To which I must reply: Get the fuck over it. Is there some god-given right I’m aware of to not be confused or made uncomfortable by the choices of others?
Plus, for gods’ sake, Motherhood is not splintering any more than it ever has splintered. People all the time find out that the person they thought was their mother isn’t or that the person they thought was their grandmother is really their mother or that they are adopted or whatever. And they’ve been finding those things out for millenia and yet we still have not managed to kill ourselves off, so maybe we can stop acting like we’re all teetering on the edge every time these women get some newfangled idea.
2. Between The Black Snob and Flea you can find everything there is left to be said about Sarah Palin at this point. I want to quote for you all of Flea’s post with a “Yes, see, that’s just what I was saying” about every other sentence, but that’s probably bad form. Here’s the part that sticks with me, though:
God, it’s predictable. I can only assume Palin was one of those women who thought she was the exception, the special one that didn’t need feminism, just can-do conservative bootstraps to pull herself up with. She was the one who didn’t need to “play the victim.” And she was perfectly willing to sell out all other women who weren’t as special as she is, because there can only be one token woman, anywhere, anytime.

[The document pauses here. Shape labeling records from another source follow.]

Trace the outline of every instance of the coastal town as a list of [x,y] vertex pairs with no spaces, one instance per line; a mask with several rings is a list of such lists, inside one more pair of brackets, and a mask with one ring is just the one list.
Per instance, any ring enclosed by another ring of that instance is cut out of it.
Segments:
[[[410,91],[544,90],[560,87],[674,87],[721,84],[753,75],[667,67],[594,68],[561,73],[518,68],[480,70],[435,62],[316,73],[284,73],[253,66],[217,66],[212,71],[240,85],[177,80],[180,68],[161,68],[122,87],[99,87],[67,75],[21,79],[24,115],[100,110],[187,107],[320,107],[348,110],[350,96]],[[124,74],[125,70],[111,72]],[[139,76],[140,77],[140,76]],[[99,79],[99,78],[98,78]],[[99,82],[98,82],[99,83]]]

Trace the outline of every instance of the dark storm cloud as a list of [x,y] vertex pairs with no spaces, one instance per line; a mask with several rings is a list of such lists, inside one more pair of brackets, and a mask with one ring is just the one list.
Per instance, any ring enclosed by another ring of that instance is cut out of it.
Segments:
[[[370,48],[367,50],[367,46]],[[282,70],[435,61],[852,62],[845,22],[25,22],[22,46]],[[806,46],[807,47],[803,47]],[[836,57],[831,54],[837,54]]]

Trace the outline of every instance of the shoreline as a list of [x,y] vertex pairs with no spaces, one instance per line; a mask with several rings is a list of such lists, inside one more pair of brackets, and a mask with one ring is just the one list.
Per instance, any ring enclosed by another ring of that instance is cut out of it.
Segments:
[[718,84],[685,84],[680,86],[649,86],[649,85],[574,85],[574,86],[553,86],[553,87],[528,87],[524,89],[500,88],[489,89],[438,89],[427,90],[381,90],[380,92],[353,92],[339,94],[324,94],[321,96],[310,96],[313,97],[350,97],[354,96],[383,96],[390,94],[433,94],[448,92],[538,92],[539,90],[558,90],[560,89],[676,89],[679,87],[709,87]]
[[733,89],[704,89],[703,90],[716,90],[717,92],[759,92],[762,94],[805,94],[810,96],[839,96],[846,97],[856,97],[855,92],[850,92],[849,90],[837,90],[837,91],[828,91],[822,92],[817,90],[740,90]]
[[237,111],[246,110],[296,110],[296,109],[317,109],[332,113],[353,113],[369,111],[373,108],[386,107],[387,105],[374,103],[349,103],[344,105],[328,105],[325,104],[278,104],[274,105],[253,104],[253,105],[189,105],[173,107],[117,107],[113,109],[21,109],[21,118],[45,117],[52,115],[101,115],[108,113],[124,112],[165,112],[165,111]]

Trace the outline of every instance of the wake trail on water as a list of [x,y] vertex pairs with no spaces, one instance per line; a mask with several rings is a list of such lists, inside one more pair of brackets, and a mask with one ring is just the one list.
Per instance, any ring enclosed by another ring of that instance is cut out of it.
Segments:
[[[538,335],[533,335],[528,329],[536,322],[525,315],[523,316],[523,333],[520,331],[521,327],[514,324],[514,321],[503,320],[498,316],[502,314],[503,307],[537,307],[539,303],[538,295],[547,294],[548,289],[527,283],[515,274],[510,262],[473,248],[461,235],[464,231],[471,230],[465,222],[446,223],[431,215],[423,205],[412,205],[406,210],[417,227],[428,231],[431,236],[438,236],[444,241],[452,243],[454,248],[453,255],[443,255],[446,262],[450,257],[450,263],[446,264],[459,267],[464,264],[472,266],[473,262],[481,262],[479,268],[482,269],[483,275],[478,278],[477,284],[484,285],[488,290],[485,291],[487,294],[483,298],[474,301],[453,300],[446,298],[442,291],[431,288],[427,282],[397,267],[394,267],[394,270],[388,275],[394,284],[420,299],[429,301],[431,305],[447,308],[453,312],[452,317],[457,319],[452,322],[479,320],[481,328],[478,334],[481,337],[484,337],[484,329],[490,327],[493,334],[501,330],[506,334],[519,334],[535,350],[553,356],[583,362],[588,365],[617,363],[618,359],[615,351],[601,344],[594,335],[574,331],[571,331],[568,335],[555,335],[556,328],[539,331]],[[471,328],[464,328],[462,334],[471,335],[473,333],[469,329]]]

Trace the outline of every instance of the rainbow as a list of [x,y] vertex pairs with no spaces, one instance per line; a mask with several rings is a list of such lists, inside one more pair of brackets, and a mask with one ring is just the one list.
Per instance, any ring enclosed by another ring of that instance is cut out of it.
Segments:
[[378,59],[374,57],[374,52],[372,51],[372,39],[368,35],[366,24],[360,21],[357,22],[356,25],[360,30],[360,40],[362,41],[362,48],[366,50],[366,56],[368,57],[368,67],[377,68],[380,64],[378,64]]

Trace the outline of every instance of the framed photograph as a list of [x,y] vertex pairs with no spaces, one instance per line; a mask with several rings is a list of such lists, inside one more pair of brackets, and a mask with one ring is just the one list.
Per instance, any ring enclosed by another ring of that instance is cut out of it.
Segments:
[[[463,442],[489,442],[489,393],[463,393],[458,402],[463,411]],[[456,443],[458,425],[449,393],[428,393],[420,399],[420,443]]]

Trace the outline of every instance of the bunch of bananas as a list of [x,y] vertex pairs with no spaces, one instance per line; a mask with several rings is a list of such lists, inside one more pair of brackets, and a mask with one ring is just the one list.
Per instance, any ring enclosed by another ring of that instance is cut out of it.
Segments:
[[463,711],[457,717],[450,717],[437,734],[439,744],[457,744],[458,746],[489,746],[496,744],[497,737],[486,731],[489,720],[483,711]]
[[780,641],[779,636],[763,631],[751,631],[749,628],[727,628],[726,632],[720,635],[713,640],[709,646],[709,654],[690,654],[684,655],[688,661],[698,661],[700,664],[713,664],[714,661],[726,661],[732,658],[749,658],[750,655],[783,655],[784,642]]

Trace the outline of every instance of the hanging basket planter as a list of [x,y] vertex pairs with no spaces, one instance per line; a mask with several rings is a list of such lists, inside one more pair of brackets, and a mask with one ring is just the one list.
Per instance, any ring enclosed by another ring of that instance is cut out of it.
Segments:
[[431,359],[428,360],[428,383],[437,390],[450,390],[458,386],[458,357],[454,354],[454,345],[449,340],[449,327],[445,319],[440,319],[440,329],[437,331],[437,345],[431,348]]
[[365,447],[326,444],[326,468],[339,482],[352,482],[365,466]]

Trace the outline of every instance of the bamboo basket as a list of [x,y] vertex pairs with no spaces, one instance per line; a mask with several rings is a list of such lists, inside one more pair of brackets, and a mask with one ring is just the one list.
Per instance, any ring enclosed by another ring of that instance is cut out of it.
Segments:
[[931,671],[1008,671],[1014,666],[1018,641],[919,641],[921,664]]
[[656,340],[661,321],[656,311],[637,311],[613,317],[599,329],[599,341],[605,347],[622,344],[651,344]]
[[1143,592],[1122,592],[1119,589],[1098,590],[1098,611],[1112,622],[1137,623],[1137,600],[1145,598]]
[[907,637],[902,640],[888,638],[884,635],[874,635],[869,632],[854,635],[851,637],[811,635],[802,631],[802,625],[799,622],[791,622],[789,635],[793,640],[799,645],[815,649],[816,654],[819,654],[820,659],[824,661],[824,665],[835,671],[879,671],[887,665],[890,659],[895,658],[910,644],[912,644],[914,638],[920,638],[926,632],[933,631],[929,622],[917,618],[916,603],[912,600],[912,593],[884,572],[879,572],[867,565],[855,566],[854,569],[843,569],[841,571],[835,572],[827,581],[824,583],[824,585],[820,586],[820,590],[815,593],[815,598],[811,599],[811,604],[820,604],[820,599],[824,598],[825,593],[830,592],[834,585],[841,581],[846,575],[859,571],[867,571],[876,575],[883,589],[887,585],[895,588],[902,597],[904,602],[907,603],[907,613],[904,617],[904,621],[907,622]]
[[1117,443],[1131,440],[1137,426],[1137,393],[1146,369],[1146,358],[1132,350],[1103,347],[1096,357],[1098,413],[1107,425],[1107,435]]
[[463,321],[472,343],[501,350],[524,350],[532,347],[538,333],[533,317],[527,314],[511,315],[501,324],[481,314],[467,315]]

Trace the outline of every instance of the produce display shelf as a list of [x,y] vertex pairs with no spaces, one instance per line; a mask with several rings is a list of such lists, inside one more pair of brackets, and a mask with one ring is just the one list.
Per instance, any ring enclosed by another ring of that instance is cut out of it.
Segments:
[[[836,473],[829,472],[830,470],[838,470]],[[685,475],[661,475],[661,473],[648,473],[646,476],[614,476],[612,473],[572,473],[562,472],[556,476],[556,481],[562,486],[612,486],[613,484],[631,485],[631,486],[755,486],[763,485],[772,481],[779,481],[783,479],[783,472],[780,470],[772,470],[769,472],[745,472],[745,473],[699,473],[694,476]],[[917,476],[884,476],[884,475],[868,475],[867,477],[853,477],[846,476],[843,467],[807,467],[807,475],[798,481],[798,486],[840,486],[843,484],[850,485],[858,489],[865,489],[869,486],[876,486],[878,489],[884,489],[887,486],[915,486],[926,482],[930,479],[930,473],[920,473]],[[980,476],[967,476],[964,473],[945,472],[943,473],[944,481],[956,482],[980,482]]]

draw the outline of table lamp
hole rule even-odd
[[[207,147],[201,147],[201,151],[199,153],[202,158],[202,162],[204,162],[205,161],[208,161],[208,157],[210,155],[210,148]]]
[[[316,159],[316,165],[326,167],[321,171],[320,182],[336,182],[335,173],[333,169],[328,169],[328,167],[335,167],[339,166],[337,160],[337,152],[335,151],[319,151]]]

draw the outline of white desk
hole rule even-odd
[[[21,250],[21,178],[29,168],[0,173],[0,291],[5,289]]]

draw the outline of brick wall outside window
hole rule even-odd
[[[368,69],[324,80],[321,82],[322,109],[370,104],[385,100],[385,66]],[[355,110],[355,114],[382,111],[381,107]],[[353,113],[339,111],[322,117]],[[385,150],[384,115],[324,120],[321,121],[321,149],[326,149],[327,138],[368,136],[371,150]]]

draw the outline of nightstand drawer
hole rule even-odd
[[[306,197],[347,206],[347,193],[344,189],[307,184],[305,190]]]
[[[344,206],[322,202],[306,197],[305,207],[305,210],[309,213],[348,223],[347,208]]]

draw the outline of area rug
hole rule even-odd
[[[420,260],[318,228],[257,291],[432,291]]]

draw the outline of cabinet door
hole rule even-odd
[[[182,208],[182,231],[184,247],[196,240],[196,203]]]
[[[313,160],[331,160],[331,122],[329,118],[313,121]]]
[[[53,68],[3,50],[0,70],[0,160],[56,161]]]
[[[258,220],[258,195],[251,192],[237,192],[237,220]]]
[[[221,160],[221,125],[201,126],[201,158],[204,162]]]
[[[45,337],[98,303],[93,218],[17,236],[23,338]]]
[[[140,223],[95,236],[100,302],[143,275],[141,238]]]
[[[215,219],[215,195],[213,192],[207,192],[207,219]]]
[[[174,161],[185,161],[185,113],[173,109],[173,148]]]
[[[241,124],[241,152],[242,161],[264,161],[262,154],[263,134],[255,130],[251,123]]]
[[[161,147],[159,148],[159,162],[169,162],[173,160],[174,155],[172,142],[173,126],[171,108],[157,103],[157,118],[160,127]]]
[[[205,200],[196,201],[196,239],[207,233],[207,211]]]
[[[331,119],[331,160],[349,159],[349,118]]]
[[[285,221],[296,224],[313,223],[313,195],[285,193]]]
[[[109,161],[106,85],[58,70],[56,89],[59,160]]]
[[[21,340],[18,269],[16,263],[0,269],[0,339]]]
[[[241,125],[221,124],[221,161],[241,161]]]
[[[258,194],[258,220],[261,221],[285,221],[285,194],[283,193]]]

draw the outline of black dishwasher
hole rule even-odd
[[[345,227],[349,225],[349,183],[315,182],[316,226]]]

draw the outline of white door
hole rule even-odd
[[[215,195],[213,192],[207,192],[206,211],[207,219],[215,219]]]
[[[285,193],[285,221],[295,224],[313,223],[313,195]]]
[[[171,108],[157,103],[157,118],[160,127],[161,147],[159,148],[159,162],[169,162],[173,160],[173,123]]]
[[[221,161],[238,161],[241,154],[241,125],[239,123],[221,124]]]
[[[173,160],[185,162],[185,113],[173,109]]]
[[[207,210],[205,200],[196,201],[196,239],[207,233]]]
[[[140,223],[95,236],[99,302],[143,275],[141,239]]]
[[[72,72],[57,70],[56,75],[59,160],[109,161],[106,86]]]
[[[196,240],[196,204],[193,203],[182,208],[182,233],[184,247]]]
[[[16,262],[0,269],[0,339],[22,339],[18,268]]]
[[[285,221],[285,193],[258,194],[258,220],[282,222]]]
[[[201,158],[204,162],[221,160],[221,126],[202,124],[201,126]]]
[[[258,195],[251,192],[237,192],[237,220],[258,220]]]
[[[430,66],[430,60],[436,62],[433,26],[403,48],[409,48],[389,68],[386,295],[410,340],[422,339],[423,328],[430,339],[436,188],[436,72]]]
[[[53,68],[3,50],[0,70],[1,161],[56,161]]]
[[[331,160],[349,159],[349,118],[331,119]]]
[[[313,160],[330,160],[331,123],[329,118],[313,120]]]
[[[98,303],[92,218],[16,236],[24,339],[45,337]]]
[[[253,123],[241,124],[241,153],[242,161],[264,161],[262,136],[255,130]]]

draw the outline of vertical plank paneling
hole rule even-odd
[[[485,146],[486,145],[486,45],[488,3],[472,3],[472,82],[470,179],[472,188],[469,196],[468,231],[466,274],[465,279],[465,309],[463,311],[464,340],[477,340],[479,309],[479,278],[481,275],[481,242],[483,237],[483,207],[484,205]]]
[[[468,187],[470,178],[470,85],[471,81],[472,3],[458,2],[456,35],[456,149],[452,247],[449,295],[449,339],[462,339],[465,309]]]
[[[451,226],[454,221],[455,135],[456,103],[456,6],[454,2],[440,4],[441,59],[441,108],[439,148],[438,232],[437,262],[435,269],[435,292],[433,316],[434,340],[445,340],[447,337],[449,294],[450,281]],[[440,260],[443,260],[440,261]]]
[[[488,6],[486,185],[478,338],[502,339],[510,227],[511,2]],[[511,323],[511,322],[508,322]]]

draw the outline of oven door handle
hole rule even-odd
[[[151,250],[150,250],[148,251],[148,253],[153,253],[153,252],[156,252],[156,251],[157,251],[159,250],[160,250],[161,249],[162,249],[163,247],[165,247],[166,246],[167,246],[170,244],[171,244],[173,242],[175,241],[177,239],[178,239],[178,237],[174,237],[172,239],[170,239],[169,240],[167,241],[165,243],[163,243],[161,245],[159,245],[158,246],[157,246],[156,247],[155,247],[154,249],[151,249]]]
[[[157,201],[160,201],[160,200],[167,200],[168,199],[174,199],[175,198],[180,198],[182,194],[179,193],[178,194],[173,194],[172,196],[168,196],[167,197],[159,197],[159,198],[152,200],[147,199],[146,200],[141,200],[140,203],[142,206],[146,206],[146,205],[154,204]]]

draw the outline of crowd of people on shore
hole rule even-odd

Sucks for her to find out she’s not special after all, she’s just a slut in a towel that can be blamed and shamed like the rest of us, so the McCain boys can slink away, untarnished by their own cataclysmic mistakes.
Amen, Flea, amen.
3. Clearly, I should have spent my afternoon downtown at the protests. It looks like they had a nice turnout. But this part? “One of their stated goals is to reverse the basic gains gays and lesbians have made in their rights to adopt.” It brought me up cold.
I had not heard this. I read it and I am sore afraid it’s true, but I had not heard. Have any of you?
Some days, when I think about what is about to happen in Tennessee, I feel so helpless. What can we do in the face of so much evil, especially when that evil is preached and reinforced in churches across the state every Sunday?
Some days I feel like all we can do, effectively, is to stand up and speak honestly about what we’re seeing, to bear witness to it and to fight it every step of the way, even though we will surely lose, so that when they try to turn around in ten or fifteen or fifty years and say “You just don’t understand. That’s just the way things were back then. Everyone was like that. It wasn’t anything against gay people, it was just how society was. Nobody thought it was wrong. We didn’t know any better.” We can say, “Fuck you, we told you, every step of the way.”